Multimedia Audio Controller
PCI\VEN_8086&DEV_266E&SUBSYS_01881028&REV_03\3&61AAA01&0&F2

Network Controller
PCI\VEN_8086&DEV_4220&SUBSYS_27218086&REV_05\4&2FA23535&0&18F0

PCI Modem
PCI\VEN_8086&DEV_266D&SUBSYS_542314F1&REV_03\3&61AAA01&0&F3

Video Controller
PCI\VEN_8086&DEV_2792&SUBSYS_01881028&REV_03\3&61AAA01&0&11

Video Controller (VGA Compatible)
PCI\VEN_8086&DEV_2592&SUBSYS_01881028&REV_03\3&61AAA01&0&10


So, can anyone tell me what drivers I need for the Dell Inspiron 6000 wireless card, and how exactly i can set up internet connection again? He's using roadrunner, and has Netgear for his wireless router setup. Also to note, he has a 1394 Net Adapter (not sure if that's relevant or not :4-dontkno). Much appreciated to any help.
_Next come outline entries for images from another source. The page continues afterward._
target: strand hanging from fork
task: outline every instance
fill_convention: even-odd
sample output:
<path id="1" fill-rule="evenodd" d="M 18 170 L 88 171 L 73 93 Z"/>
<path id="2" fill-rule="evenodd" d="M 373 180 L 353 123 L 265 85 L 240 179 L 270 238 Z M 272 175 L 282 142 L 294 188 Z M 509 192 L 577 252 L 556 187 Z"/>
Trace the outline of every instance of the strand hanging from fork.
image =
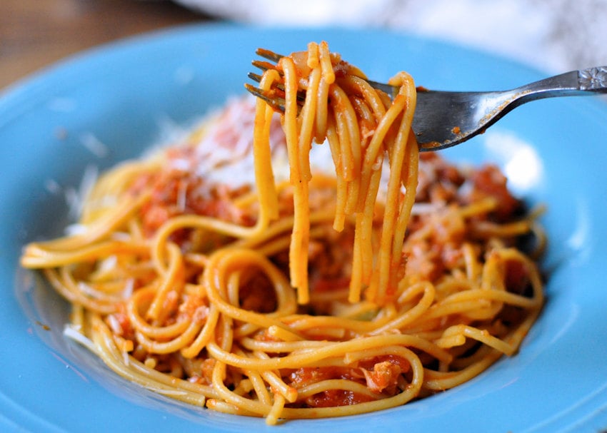
<path id="1" fill-rule="evenodd" d="M 399 93 L 392 101 L 371 87 L 360 70 L 330 53 L 326 42 L 311 43 L 307 51 L 289 56 L 261 49 L 257 53 L 276 62 L 254 61 L 263 75 L 249 76 L 260 82 L 261 88 L 246 88 L 282 116 L 294 203 L 290 277 L 299 302 L 308 300 L 308 183 L 313 141 L 328 143 L 335 166 L 333 228 L 341 231 L 347 223 L 354 225 L 348 299 L 357 302 L 364 291 L 373 302 L 388 302 L 403 276 L 402 245 L 417 185 L 418 146 L 411 129 L 416 103 L 413 79 L 405 73 L 393 78 L 391 84 Z M 260 123 L 264 109 L 258 112 Z M 259 138 L 255 146 L 268 146 L 268 141 Z M 389 173 L 388 188 L 378 200 L 384 170 Z M 380 223 L 375 215 L 380 214 L 381 235 L 373 239 L 373 228 Z"/>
Will be around, thanks.


----------



## dai

*Re: Dell Inspiron 6000 Drivers help*

look in here

http://www.techsupportforum.com/f10...v6700-dvx7xx-dv9800-series-laptop-257133.html


----------



## BCCOMP

*Re: Dell Inspiron 6000 Drivers help*

Hi
Dell has a link for your drivers:
http://support.dell.com/support/dow...emID=INS_PNT_6000&os=WW1&osl=en&catid=&impid=

Please install the Chipset driver first.
Chipset:
http://support.dell.com/support/dow...1&impid=-1&formatcnt=1&libid=27&fileid=149851

The exact drivers you need (By your Post)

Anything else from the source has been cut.